Breaking News: Fast Food Can Make You Fat

, , , , , , | Related | November 5, 2018

When I am fourteen, our family moves from Israel to the USA. I am a pretty skinny, petite teenage girl who is used to eating the normal, very reasonably-portioned, healthy diet of home-cooked food that was traditional in Israel.

As soon as we move, my mother takes advantage of the abundance of pre-made and fast food here to nearly completely replace our diet. She brings home things like store-cooked, super-fatty chickens for dinner, and encourages me to eat large portions. She frequently takes me out for fast food burger meals, and pulls out high-calorie ice creams from the freezer to shove them in my face and insist I eat them with her, usually multiple times a day. Instead of sending me to school with an actual lunch, all I get is a thin pita with some chocolate smear for breakfast and money to buy lunch at school, and the only food sold at school is high-calorie, high-carb stuff like bagels and pizza.

At that age, and with my cultural background, I know absolutely nothing about nutrition, and so don’t realize I shouldn’t be eating most of this stuff. Unsurprisingly, within just a few months I gain over twenty-five pounds. Along with the extra weight, I get a lot of very bright, red stretch marks in multiple places, including many places on my legs.

I am finally truly sick of my mom nagging me because I don’t want to go to the pool, due to not wanting to show myself in a swimsuit. I finally pull up my pant legs and show her the red stretch marks on my calves and the insides of my knees. I assumed she would immediately understand, as she herself is a rather large woman, and I have seen her body enough to know that she also has many white scars from old stretch-marks on the legs and hips. Instead, however, she makes a surprised and horrified face at me, and with a tone that sounds like she thinks I have some terrible contagious disease like leprosy, she says:

“Oh, God! What the h*** is that?

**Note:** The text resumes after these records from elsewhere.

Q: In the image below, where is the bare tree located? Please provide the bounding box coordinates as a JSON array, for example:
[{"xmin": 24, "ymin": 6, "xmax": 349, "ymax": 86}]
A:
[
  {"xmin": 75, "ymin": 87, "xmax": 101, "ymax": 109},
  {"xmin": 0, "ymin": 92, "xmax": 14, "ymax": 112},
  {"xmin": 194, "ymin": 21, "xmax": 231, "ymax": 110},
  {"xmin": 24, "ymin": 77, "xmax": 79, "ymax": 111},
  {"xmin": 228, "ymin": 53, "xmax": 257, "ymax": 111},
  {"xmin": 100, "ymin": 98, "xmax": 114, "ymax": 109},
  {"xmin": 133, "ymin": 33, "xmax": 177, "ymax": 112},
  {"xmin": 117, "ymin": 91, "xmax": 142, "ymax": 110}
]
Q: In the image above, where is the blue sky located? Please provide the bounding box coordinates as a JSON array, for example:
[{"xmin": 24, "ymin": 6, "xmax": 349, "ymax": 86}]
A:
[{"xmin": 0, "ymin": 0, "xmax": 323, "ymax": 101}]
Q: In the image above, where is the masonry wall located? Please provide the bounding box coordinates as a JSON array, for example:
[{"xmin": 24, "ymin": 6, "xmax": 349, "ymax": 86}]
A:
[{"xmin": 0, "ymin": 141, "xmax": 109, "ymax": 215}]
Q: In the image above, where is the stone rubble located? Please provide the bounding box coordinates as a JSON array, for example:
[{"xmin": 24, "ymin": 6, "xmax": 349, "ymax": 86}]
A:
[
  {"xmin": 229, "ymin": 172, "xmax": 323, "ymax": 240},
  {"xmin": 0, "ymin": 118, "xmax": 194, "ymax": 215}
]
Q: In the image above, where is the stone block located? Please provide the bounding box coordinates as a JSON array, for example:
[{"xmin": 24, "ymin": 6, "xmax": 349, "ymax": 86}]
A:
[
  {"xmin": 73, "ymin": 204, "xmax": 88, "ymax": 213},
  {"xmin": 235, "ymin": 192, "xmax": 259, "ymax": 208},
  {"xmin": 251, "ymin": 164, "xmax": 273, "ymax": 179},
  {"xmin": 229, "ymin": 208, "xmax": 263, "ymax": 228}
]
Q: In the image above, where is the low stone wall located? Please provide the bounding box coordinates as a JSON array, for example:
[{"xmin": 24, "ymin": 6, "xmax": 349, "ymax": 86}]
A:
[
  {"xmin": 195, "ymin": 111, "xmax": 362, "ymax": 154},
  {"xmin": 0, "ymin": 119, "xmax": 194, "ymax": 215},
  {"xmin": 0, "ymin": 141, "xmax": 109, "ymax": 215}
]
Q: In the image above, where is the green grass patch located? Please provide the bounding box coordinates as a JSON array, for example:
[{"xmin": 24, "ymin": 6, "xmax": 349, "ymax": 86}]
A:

What’s that horrible stuff on your legs? What’s happened to you?”

When I carefully explain the little I know about weight gain and stretch marks, she looks at me skeptically and acts as if she’s never heard of such a concept before in her life – in any language — and continues to look at me funny for the rest of the day.

Despite this, she continues to feed me the exact same terrible diet, so despite daily gym classes at school and then a gym membership, none of the weight ever comes off.

A few years later, when we’re in a store trying on dresses for me to wear to my high school graduation, I find one I like and try it on. While I’m standing there, looking at myself in the mirror, my mom says, “Oh, this is such a nice dress. You know, you’d look so pretty in it if only you weighed twenty pounds less. Yeah… It’s a shame you’re so chunky, isn’t it?”

Thanks, Mom. You’ve done ever so much for me, and been such an inspiring, helpful, and uplifting person in my life, especially during the always difficult teenage years.